|State drafts policy to stop massive capital flight|
|Written by George Omondi|
The joint initiative between the Kenya Investment Authority (KIA) and Treasury aims at restoring the country's lost glory as an investment hub in the region.
KIA managing director Susan Kikwai says a blueprint that will be unveiled for public scrutiny soon outlines the country's resources and opportunities available for investment. "Kenya has a well trained manpower and this is one of our strengths as an investment destination ," she said.
The policy, which also enjoins local authorities and regional development authorities in marketing Kenya as an investment destination, is expected to drive the government's medium term plan (MTP) aimed at increasing GDP growth to between 7.9 and 8.7 per cent in 2009 to 2010 and finally to 10 per cent by 2012.
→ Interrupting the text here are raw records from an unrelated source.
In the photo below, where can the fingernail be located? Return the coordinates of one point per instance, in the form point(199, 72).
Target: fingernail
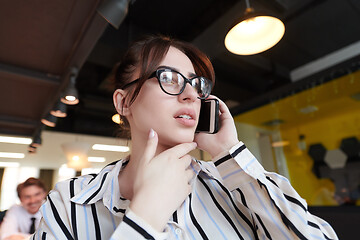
point(152, 133)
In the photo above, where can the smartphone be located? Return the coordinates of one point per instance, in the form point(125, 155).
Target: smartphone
point(209, 116)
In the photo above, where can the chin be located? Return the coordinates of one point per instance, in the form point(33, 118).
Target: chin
point(182, 136)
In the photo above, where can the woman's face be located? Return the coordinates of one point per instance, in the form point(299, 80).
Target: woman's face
point(174, 118)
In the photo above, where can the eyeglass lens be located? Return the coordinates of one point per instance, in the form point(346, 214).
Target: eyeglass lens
point(173, 83)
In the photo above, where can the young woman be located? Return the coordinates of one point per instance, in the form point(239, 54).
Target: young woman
point(159, 191)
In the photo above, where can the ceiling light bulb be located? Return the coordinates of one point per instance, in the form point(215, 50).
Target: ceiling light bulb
point(254, 34)
point(70, 98)
point(49, 120)
point(59, 110)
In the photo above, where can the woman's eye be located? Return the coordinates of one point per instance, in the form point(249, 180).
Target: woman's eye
point(168, 78)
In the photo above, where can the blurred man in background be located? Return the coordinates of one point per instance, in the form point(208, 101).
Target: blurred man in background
point(21, 221)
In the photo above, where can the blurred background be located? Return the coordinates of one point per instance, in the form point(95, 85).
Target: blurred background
point(296, 105)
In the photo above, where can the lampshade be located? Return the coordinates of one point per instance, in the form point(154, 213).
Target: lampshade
point(254, 33)
point(36, 142)
point(114, 11)
point(76, 153)
point(70, 95)
point(59, 110)
point(49, 120)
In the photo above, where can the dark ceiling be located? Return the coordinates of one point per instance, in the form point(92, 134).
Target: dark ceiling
point(42, 40)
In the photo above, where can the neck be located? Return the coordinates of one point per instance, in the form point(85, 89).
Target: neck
point(127, 176)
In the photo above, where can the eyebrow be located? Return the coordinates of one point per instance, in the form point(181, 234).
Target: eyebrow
point(175, 69)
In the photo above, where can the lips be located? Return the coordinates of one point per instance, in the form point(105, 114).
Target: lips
point(186, 117)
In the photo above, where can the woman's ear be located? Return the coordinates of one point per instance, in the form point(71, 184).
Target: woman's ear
point(120, 102)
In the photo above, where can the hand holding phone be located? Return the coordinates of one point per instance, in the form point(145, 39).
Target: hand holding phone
point(209, 116)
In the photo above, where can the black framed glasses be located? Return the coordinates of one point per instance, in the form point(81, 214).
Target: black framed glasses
point(173, 83)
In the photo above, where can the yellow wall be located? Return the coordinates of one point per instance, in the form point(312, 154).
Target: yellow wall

Ms Kikwai said the authority had designed an Investment Product Development and Marketing (IPDM) programme towards this end. Of late, the country has experienced massive exit of companies citing a steep investment landscape in the country.
Only last year, Reckitt Benckiser, the global home and personal care giant, was forced to scale down its operations in the country, in the process sacking 37 permanent factory workers and several casual labourers at its Nairobi base.
The high cost of production, poor infrastructure, expensive power and communication, and poor enforcement of intellectual property rights have continued to push Kenya's manufacturing community to Egypt and Asia.
Even the country's protected industrial conclave, EPZs, are facing rough times with statistics indicating that over 14 factories have closed down in the country since 2005.
At the moment, local manufacturers have to contend with high electricity tariffs that translate to 20 US cents per kilowatt hour compared to Egypt's eight or South Africa's14.
New LawsThey have also called on the government to shelve new labour laws which they say come with too much welfare costs that could put more pressure on the already high wages.
"Our aim is to enhance our advocacy role to ensure that the investment community gets a favourable environment for conducting their business," said Ms Kikwai. The authority, which has also been working with Treasury in licensing reforms, is set to launch e-registry where at a click of a button, a foreign investor will be able to know all the licences required of their business types.